Air Force to allow enlisted airmen to fly Global Hawks
In another effort to ameliorate the stress on remotely piloted aircraft crews, the service announced that enlisted personnel will be permitted to fly the surveillance-only aircraft.
Enlisted personnel will be able to fly the Global Hawk on ISR missions.
In a further move to ease the strain on increasingly taxed remotely piloted aircraft crews, the Air Force announced recently that enlisted personnel will be integrated into the fold.
However, enlisted soldiers will only pilot the unarmed, high-altitude, long-endurance RQ-4 Global Hawks surveillance aircraft. The Air Force is not considering measures to allow enlisted airmen to fly armed RPAs such as the MQ-1 Predator and MQ-9 Reaper, according to the Military Times. Previously, only officers could fly RPAs.
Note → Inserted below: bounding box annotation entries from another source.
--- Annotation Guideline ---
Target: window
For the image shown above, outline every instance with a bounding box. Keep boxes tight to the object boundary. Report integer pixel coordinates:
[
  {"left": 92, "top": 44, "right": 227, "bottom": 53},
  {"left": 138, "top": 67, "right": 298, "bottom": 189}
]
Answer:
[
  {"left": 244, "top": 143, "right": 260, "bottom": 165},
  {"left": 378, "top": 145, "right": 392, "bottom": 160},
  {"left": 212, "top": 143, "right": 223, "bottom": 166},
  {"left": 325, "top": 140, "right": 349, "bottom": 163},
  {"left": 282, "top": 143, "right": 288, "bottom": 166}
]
“What we learn from flying Global Hawks with enlisted pilots under the supervision of rated officers will inform whether we apply a similar approach to other weapon systems,” Gen. Mark A. Welsh III , chief of staff of the Air Force,said. “It is too soon to speculate on any expansion of enlisted aircrew beyond the Global Hawk program.”
“Our enlisted force is the best in the world and I am completely confident they will be able to do the job and do it well,” said Secretary of the Air Force Deborah Lee James. “The RPA enterprise is doing incredibly important work and this is the right decision to ensure the Air Force is positioned to support the future threat environment. Emerging requirements and combatant commander demands will only increase; therefore, we will position the service to provide warfighters and our nation the capability they deserve today and in the future.”
Over the next six months, the Air Force’s Air Combat Command, which overseas global combat flights of manned and unmanned aircraft, will develop an integration plan and entry requirements for enlisted soldiers as directed by James and the service’s chief of staff.
The service has been crippled by an increasing demand to provide intelligence, surveillance and reconnaissance for operations around the world taxing and overworking the pilots and crews of RPAs. “We’ve been in surges continuously for the last eight years – we went from 21 CAPs [combat air patrols] in 2008 to 65 CAPs,” Gen. Herbert "Hawk" Carlisle, commander of Air Force Air Combat Command, said in September, referring to the ability to provide 24-hour ISR coverage of a target area. “One of the challenges we’re having with respect to the RPA enterprise is we can’t get breathing room to do anything…We’re doing, unfortunately, zero continuation training because they’re all engaged in the fight.”
To address the problem the Air Force launched the Culture and Process Improvement Program aimed at fixing the issues associated with RPA pilots from a cultural standpoint. The results from the program were recently released calling, among other recommendations, for double the number of RPA squadrons, adding 2,500 to 3,500 airmen to man this increase, defining career tracks for RPA operators and crews – of both enlisted personnel and officers – and studying the selection process for promoting RPA officers. The force also announced retention bonuses for airmen of between $15,000 and $25,000.
James indicated during a town hall at Fort Meade in mid-December that the service needs more personnel for RPA.
Opening enlisted airmen to fly Global Hawks “will make the most of the capabilities of our superb enlisted force in order to increase agility in addressing the ISR needs of the warfighter,” James said in a statement. “Just as we integrated officer and enlisted crew positions in the space mission set, we will deliberately integrate enlisted pilots into the Global Hawk ISR community.”
“The Global Hawk mission is a strategically vital mission,” Welsh said. “The transition to enlisted pilots will be managed with minimum impact on current Global Hawk pilots. As always, we will continue to assess and balance our force to meet warfighter needs while ensuring appropriate force development.”
The Air Force said that this initiative is the first step toward developing future operating concepts within the multi-domain ISR enterprise. “The Global Hawk is the most stable RPA community and presents an ability to integrate new capabilities in an effort to better posture the force for the dynamic future operating environment,” the Air Force’s statement said.
The Global Hawk will likely play an increasingly important role in the future as the manned U-2 ISR aircraft will be retired. “The U-2 was decided upon as being retired and the Global Hawk going to pick up some of the –not all of – but some of the capabilities of the U-2,” said Lt. Col. Timothy McDonald, deputy of ISR Requirements at the Air Force’s Air Combat Command.